The first time I brought my husband (then boyfriend) to meet my father in Staten Island I was anxious about being on time. My father appreciated and demanded promptness; it coursed through his Russian blood, and it wasn’t just from his two years in the Soviet army. I was brought up respecting the clock and to value our ever fleeting minutes. To this day, I can accurately tell you what time it is within ten minutes (even in the middle of the night). My husband is the polar opposite. His time is NOW and it doesn’t matter how long it takes to get there, how bad the traffic is, or how late you arrive, it’s always just now and that’s where we’ll exist happily – and usually having a grand ole time. It’s a euphoric place to live, but you have to really love him to accept this habit wholeheartedly.
It doesn’t come easily to me. I spent years getting annoyed and angry with him; we had fights, I made up earlier times, I showed up late myself to teach him a lesson – but none of it mattered. It wasn’t about me or anyone else. He lives according to the beating of his heart and that’s the ticking around which life revolves. (Note: since we’ve had our daughter, he has never been late to pick her up from anything.) He swears it is not his intention to piss me off or certainly disrespect me. He just refuses to lobotomize his lifestyle to suit mine (or yours). What’s fifteen minutes between friends (or lovers)? It’s still a daily battle. I tell him we have to leave at 11 am (if we really have to leave at 11:30) and we won’t get there in time. I tell my friends we’ll be half an hour later than I tell my husband, and you guessed it, we’ll be 15 minutes late.
That first visit to my dad’s, I was able to predict our arrival time because I relied on the timely Staten Island Ferry schedule. When we got to my dad’s house, my boyfriend and I ventured out to pick up some Chinese food. On our short trip away from the house, I hurried him through every red light urging him to stop looking around so much. I didn’t want to waste time looking in the windows of the strip mall boutiques. I wanted to get home fast; I could feel my father’s gaze upon the clock. (Mind you, I was 33 years old with a 6-year-old of my own.) We arrived back at the house and my father made a sarcastic comment about taking so long. We spent ten minutes bickering about the five minutes we were late and finally my boyfriend called my Jewish father a “Nazi of time.” I still hear the comment echoing through the air with a reverberation of striking a gong.

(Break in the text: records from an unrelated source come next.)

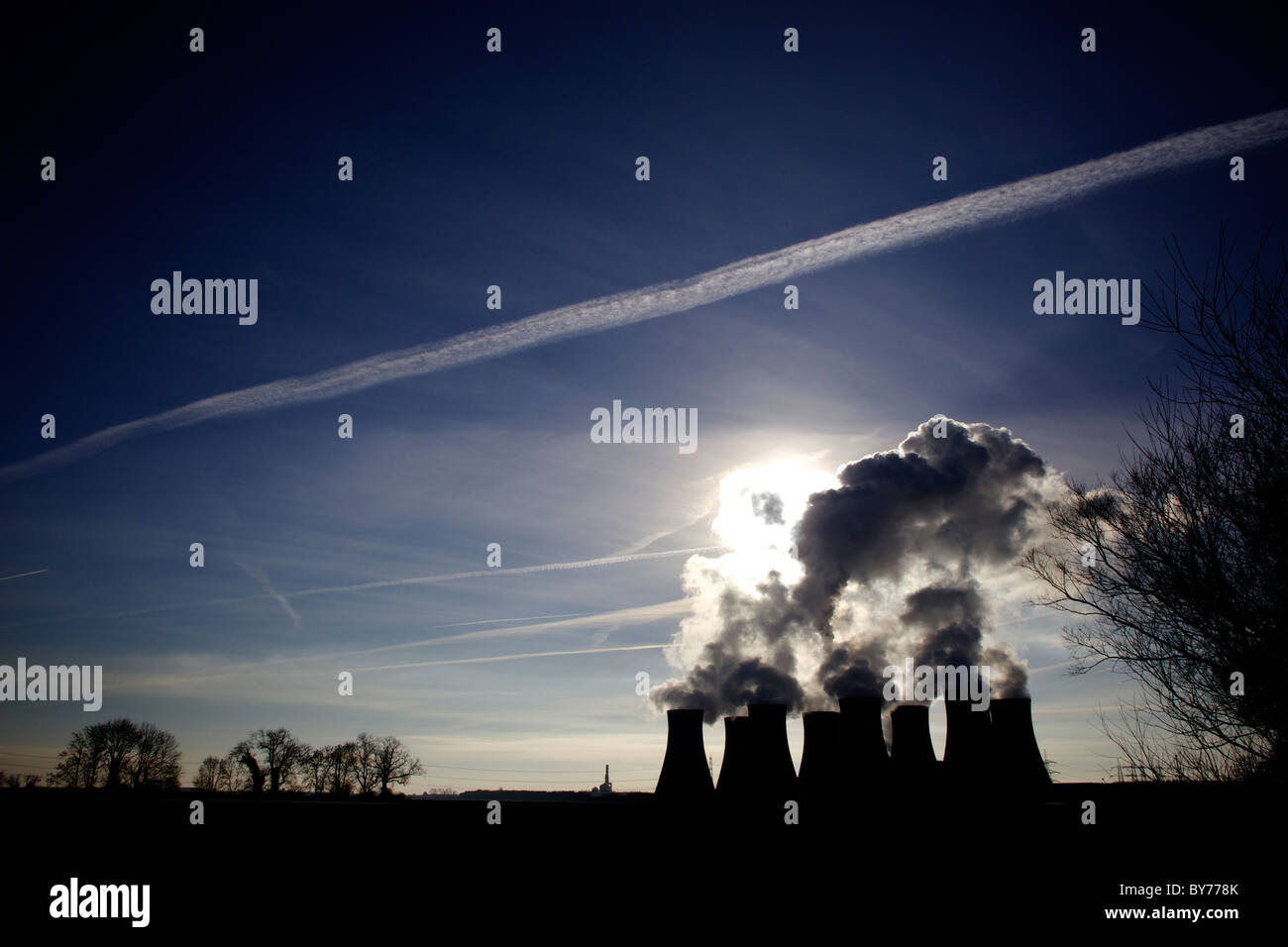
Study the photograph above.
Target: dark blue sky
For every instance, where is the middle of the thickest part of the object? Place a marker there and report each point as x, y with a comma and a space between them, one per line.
518, 170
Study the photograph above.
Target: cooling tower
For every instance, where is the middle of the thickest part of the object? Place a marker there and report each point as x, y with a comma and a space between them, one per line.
684, 768
1019, 762
862, 740
773, 775
969, 745
911, 750
734, 776
822, 759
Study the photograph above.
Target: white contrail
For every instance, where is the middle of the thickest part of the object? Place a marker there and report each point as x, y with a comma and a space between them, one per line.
936, 221
24, 575
283, 598
515, 657
518, 571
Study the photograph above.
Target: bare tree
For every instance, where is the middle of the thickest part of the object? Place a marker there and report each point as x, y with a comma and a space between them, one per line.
365, 763
207, 775
1179, 564
393, 763
314, 768
244, 755
80, 763
158, 761
342, 764
119, 740
283, 755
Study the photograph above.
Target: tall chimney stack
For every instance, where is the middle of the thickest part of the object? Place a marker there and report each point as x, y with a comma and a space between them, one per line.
734, 776
1019, 762
684, 768
773, 774
911, 750
822, 759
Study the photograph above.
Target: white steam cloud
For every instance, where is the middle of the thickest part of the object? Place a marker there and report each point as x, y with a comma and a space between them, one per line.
936, 221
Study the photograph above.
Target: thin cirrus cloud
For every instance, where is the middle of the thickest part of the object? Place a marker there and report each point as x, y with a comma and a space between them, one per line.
991, 206
283, 598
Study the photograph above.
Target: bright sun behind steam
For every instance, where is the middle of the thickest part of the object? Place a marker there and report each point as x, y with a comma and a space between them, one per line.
759, 506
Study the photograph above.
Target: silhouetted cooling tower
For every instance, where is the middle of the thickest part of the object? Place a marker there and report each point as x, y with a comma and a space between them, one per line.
822, 759
911, 750
862, 741
1016, 748
734, 768
969, 745
773, 774
684, 768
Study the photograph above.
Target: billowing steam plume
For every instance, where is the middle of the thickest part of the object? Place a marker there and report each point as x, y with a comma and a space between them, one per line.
892, 562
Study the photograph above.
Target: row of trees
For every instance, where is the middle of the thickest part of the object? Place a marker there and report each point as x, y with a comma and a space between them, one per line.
120, 754
278, 762
1177, 570
116, 754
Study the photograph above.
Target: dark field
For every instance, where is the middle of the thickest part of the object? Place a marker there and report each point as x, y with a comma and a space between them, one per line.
630, 864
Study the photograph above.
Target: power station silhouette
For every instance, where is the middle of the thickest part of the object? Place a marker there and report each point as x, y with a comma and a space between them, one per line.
845, 751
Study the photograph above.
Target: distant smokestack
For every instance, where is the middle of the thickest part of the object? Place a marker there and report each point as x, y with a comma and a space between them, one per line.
863, 742
911, 750
734, 768
684, 768
969, 745
772, 770
822, 759
1019, 762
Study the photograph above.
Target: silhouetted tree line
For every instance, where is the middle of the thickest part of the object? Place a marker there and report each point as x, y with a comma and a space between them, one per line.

My husband’s point was that my father’s perpetual hovering over every minute gave me an irrational obsession with timeliness. My husband’s mother, on the other hand, never wore a watch and wasn’t on time to pick him up from school once. She trained her kids this way just like my father trained me to be on time. Today I’m amazed at my kids’ lackadaisical attitude towards time. They won’t complain about “wasting time” standing in line for rides or movies. They don’t understand how fleeting our minutes are; how each one is numbered, how we only have a limited amount. Children live, joyfully, in the same bubble as my artist husband.